This week Faye Tan and Camille Giraudeau from NDCWales, are using movements from Annwyl i mi to teach young dancers (between 8 and 17 years of age) in a summer school organised by The Place. It’s a summer school that would usually happen IRL but, like so much else, is being delivered online this year. It gives me great pleasure and satisfaction to know that work that originated in small choices and impulses in one place can have an impact elsewhere in other bodies – in ways that maintain connection to the source but transform it in unanticipated ways. In this way, Cami and Faye are continuing the process I used to make the work with them and many others.
I’ve spoken a lot about how the Rygbi Project draws on input from a whole community, that it’s something we researched in a variety of bodies and experiences – a range of professional dancers, professional and amateur rugby players and communities of supporters etc.

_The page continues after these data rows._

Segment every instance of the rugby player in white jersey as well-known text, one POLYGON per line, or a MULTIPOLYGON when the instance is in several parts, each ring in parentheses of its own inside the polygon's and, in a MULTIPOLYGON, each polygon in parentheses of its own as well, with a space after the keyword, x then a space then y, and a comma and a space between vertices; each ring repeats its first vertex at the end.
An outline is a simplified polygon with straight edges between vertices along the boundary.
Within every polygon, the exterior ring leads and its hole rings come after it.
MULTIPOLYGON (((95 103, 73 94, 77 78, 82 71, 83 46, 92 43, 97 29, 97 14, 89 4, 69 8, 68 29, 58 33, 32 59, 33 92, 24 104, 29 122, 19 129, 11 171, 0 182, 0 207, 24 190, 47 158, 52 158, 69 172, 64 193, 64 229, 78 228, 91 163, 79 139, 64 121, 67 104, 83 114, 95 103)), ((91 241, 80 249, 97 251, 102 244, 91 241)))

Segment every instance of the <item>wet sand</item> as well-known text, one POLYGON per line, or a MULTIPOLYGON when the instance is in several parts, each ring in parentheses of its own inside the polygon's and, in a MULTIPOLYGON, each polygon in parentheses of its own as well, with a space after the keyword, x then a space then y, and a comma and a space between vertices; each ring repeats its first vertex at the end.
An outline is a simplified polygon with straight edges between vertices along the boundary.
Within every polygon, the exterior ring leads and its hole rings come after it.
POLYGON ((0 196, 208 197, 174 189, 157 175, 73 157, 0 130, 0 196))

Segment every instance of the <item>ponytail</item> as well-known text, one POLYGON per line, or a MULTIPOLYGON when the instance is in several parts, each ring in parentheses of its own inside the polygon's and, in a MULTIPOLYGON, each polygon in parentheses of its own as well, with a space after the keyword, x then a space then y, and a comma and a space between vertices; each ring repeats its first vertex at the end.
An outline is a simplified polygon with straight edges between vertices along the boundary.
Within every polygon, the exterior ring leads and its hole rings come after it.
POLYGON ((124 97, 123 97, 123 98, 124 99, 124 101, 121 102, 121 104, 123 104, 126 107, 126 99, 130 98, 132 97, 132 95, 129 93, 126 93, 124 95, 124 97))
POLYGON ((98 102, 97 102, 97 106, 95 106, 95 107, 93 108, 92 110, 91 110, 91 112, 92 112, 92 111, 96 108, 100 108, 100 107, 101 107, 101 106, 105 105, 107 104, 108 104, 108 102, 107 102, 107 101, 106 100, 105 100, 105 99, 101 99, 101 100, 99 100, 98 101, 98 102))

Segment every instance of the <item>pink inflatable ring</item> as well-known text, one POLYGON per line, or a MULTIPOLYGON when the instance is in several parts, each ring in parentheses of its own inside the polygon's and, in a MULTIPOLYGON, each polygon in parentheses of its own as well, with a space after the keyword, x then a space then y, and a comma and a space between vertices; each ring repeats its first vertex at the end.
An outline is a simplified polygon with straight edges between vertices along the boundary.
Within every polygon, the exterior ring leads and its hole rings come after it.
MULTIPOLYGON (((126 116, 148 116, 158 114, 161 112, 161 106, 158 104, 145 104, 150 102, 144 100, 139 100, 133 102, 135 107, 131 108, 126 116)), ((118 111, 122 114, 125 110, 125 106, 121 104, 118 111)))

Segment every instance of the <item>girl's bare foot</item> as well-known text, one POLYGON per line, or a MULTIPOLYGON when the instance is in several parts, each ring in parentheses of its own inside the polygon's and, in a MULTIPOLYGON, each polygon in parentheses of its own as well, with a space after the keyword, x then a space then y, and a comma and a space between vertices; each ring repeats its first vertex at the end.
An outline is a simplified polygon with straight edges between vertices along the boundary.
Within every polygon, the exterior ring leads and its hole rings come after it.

But it’s also something that I was able to facilitate because it resonated in my body too – not just because of my own (limited) experiences of playing rugby but because of how I could recognise something in the way the sport and its physicality makes individual and group bodies. Owen Sheers’ account in Calon of a place-kicker in any international arena connecting to his home ground and the hours he’s spent practising kicks under the eye of a grandfather or valued coach reminds me of how each performance is saturated with memory, with networks of support concentrated into individual nodes that express a community experience. I feel that in my own performing and tried to include that in Annwyl i mi: even if the focus is on team and group, sometimes the weight of performance falls on an individual in that team, alone and supported.
So as I think of young people learning movement impulses and material from Annwyl i mi – during this week’s summer school and already from the work of NDCWales Dance Ambassadors and dancers who have led workshops based on the Rygbi Project this past year – I see a community of experiences concentrated into individual bodies, lived and processed by those bodies – including my own – and passed now to others in an exciting expansion whose impact I won’t ever see. And though those activities have happened thanks to the work and vision of others, I still see it as part of the choreography of the Rygbi Project – a choreography designed with connection and community in mind, built on collaboration and achieved through the creativity and commitment of others. I choreograph to ask questions, to invite responses to challenges: seeing the Rygbi Project unfold teaches me what the answers could be.